My first approach, which did not work, involved creating a shared library that I would load using LD_PRELOAD, which intercepted calls to sbrk, brk and mmap. When intercepted, it would call pstack on the current process (a program that prints the call stack of any process given its pid), save the call stack to a text file and proceed with the normal system call. Hackish and clever, I thought while laughing like a maniac when I was coding that. Well, that did not work, I repeat. While the program was indeed calling sbrk as confirmed by truss (for Linux users, truss is very similar to strace), it was not calling, apparently, any function called sbrk that I could intercept. I created a test program to see if my library worked and it did, but it did not create any stack trace for the program in question.
Still, I had already started using truss to verify the program was allocating memory with sbrk, so I dived into the truss manual to see if I could use it for something else. This way I discovered that truss was able to stop the program execution when it made any system call I specified. My new approach was, then, tracing the program with truss, stopping in sbrk, then calling pstack on the PID and then telling the program to continue running. This almost worked. The printed stack did not have any symbols, probably due to the Ada compiler not populating the executable file with the debugging information as the C compiler did. So close yet so far. Our programs were indeed compiled with debugging information, and a minor change to the strategy was enough. Instead of printing the stack with pstack, I would attach the Ada debugger to the program and print the call stack. This way, I finally witnessed the program leaking memory in what seemed to be a call to Text_IO.Reset.
I thought this could be wrong, so I created a test program that read a file over and over again, calling Text_IO.Reset when reaching EOF. The test program, indeed, leaked memory at an alarming rate. Case closed, smile and surprise in my face. Well, to be honest, we replaced the calls to Text_IO.Reset with something else and tested again, to confirm the program had stopped leaking memory. But I already knew the problem had been found after running the test program.
When I came home I wondered if I could have done something similar in my Linux system. I read the man page for strace to see if it could stop programs when a specific system call was made, but I found no way of doing so. Apparently, the solution and the strategy I had employed was Solaris (or maybe UNIX) specific. Several Google searches did not give me any clue about doing the same in Linux.

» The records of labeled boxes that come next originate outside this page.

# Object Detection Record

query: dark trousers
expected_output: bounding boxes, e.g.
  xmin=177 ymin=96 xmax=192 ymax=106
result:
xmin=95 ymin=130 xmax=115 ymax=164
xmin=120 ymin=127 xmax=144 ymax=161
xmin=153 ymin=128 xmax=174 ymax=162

Yesterday, however, GDB 7.0 was released. I took a look at the new features and I found this little sentence at the end of it:
* New command to stop execution when a system call is made
According to the documentation, you only need to set a cathpoint for the program like catch syscall sbrk to achieve the same. Two months ago, I would have read the features and forgotten them five minutes later. But, yesterday, I again smiled, then laughed like a maniac and shouted “BEGONE, MEMORY LEAKS!!!”.